DNM: Retool how validators register and are called #89

thockin · 2025-01-04T17:25:51Z

DNM (yet): this builds on the function-style tag args PR.

Looking at how to not fail silently when tags are used wrong. I started adding more lint rules for things like "you can't use +optional on a type". It struck me that this is something that should be handled more first-class, rather than ex post facto. We will inevitably forget to add the lint rules for some tags.

We have the tag docs struct which includes a "contexts" list, which indicates when a tag is usable. I tried automating that check as a lint rule and it's not ideal as-is. It also highlighted that most of our tag docs are just WRONG (cargo culted) and that the context definitions we have are not really great.

Examples:

optional/required should only be on types
eachVal/eachKey claim they can be used on list values (they can't today)
listMapKey claims it can be used on list values (I don't think that makes sense?)
subfield claims it can be used on list values (I don't think it can)
unionDiscriminator/unionMember claim they can be used on list values (I don't think that makes sense?)

Lastly, each ExtractValidations() call doesn't have enough information to DTRT even if we fixed the above.

This PR started with expanding the contexts to distinguish struct-fields from list/map keys/values. It evolved into a different way of approaching tags.

Rather than each plugin's ExtractValidations() being responsible for checking that it is used in an appropriate context (and getting new args to indicate the extra information), I tried to do something a little more "scaffolding" centric.
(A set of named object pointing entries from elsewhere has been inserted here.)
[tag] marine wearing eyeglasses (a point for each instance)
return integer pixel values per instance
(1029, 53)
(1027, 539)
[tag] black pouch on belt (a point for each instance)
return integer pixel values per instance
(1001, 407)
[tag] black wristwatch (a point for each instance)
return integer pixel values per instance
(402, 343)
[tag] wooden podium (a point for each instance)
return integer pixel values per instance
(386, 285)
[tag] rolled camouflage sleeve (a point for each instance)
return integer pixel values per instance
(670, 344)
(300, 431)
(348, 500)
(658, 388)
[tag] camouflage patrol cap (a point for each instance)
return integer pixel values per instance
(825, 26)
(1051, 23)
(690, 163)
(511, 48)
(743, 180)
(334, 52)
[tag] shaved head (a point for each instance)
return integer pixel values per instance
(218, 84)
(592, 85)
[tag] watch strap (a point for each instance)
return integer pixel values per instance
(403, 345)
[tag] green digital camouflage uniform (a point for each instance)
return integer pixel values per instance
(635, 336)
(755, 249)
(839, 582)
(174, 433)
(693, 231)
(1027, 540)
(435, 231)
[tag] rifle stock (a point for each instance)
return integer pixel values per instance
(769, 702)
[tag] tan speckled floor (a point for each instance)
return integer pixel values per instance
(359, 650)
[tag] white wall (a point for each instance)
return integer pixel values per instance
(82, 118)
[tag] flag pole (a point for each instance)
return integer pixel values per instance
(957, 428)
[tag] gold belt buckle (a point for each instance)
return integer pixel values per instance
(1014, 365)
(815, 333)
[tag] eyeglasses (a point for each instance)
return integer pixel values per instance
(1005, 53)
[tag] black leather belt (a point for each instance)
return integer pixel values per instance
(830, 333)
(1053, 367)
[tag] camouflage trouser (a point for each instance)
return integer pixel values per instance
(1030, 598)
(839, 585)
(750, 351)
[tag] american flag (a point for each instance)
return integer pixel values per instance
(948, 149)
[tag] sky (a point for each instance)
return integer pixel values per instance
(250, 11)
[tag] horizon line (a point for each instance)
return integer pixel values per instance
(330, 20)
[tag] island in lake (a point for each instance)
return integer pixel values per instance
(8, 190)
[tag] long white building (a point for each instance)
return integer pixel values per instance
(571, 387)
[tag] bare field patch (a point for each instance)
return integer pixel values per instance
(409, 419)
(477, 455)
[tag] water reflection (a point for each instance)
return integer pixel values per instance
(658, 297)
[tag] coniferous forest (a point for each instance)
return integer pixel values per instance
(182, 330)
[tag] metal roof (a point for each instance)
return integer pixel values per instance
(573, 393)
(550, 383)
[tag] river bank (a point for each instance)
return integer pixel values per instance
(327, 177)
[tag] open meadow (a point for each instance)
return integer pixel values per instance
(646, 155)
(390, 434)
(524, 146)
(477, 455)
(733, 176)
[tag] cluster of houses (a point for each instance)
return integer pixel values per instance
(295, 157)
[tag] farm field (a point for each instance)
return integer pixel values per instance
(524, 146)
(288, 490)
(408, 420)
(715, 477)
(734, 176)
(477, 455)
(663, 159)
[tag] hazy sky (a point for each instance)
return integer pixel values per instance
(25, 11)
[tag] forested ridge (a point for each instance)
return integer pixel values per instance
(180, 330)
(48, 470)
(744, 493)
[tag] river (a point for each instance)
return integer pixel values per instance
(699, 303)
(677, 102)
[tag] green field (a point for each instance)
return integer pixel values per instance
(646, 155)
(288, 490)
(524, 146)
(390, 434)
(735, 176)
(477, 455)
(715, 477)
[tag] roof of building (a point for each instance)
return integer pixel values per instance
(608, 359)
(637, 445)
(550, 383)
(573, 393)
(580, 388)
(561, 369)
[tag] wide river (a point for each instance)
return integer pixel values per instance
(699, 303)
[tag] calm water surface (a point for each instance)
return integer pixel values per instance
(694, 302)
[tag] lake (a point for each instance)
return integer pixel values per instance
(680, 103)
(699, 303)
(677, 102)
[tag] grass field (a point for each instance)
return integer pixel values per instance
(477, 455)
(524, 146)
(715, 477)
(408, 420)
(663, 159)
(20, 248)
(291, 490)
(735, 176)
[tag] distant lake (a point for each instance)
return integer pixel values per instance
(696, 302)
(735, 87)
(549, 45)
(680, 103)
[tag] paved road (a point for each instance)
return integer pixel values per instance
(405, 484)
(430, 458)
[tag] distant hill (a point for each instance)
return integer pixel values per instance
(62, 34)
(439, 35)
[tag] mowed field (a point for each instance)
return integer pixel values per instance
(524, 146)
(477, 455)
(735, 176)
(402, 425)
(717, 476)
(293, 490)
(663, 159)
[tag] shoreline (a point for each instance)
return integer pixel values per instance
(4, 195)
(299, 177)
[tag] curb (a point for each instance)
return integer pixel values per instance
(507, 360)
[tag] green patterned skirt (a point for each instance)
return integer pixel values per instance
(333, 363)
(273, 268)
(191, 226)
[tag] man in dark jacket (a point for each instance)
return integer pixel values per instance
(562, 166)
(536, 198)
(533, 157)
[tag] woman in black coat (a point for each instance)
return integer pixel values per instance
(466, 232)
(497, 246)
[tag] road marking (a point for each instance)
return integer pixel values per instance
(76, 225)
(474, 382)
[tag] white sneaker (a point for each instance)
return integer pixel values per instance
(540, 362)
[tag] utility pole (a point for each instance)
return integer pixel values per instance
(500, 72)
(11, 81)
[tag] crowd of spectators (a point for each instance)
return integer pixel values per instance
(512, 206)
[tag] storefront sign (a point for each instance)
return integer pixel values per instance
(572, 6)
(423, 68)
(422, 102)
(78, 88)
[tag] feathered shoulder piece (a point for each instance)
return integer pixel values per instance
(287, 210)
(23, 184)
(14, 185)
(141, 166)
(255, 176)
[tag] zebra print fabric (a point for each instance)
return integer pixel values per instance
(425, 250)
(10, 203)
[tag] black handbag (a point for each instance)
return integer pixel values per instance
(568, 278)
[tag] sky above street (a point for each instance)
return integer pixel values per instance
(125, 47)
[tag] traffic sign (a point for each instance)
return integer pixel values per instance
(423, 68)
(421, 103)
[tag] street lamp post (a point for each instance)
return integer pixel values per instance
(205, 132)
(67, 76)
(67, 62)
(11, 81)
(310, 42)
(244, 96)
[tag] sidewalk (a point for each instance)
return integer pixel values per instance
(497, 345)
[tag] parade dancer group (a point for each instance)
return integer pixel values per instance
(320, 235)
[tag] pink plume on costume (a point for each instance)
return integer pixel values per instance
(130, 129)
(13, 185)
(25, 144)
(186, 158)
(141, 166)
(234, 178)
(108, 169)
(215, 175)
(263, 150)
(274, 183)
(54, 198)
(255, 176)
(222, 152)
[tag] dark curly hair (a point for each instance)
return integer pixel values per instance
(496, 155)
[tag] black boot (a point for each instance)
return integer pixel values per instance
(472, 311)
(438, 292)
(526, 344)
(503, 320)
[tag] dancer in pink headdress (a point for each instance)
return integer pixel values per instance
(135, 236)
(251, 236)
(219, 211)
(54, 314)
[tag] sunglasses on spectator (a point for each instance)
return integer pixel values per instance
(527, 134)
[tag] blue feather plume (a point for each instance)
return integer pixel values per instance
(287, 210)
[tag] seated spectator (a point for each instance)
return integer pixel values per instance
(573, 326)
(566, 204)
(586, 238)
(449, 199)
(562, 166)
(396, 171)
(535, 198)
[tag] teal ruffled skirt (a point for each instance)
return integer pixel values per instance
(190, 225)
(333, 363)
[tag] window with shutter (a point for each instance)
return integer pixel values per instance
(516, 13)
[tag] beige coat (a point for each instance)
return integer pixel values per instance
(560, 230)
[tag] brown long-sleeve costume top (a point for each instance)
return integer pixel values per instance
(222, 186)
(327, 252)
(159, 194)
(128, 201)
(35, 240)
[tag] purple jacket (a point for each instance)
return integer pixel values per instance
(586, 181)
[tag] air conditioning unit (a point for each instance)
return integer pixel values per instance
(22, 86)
It changes the init sequence to register validators which include the tag string and contexts (basically the docs struct, but more fine-grained), but also having generic code look up the tags, ensure correct context, and then call a method to produce the specific FunctionGen objects.

Basically, centralize the tag-processing. Now generation will fail with errors like:

failed to generate validations: k8s.io/code-generator/cmd/validation-gen/output_tests/optional.T1: tag "k8s:optional" cannot be specified on type definitions

or

failed to generate validations: field k8s.io/code-generator/cmd/validation-gen/output_tests/options.T1.S2: tag "k8s:ifOptionDisabled": takes exactly 1 argument

...but the optional plugin didn't have to do the work. Some plugins still need to do work, like if they only apply to strings, but that seems OK to me.

This PR includes all my commits, even when later commits undo or change part of it, so readers can see the thought process. In particular, this centralized tag handling is insufficient for things like union which needs to run on the TYPE, but the tags are on FIELDs.

Now there are "tag validators" and "type validators" (which run AFTER child fields). Union has tag handlers that are used to validate context (e.g. "+union only applies to struct fields") and accumulate info, and a type handler which uses the accumulated info.

It may be possible to convert things like eachVal to "regular validators.

I wanted to move registry to a different package, but to avoid a circular dep, it has to become 3 packages, and it didn't seem worthwhile.

thockin · 2025-01-06T01:10:16Z

For giggles I added some WIP commits to make +eachVal a "regular" tag. To do that, I had to do listMapKey and listType, too.

This probably could have been simpler, and list-map could be treated "specially" (with info passed to validators), but I wanted to see if I could do it functional-style.

It sorta works. There are some issues around pointerness, still, and it's not as understandable as I'd like, but I think you can get the idea. Basically there's a family of list-oriented validators which work together to collect info about keys and then extract old values when we can.

The big remaining problem is that tags are discovered in sort-order, which means that +eachVal is run before +listMapKey. I see two ways to solve it:

internally -- collect a list of funcs to call from the new FieldValidator, which runs after all tags.
let tags declare a sort order for discover (they already do for execution). E.g. "schematic" vs "content" (words TBD).

If we like the approach, we can see how subfield would work, too.

thockin · 2025-01-06T17:20:55Z

For more giggles, I made +k8s:subfield(ls)=+k8s:eachVal2=+k8s:format=ip-sloppy work - that's running on each value of a subfield of list type.

I can't yet reverse that, until I convert subfield to a regular tag.

This defines a parser for tags which takes a single Go-style identifier argument (but leaves room for better parsing).

Instead of registering a factory-function and expecting the resulting type to extract tags itself, we now register a "tag descriptor" which has enough information to centrally check some contextual requirements (e.g. where can this tag be used) and then call the plugins to process the extracted value. This avoid all the plugins having to do validation for context, though they may still have to do some handling, e.g. if they care about lists vs scalars. This commit leaves the tree in a working state. It only does the `optional` tag, and subsequent commits will do more. At the end, the legacy code will be removed.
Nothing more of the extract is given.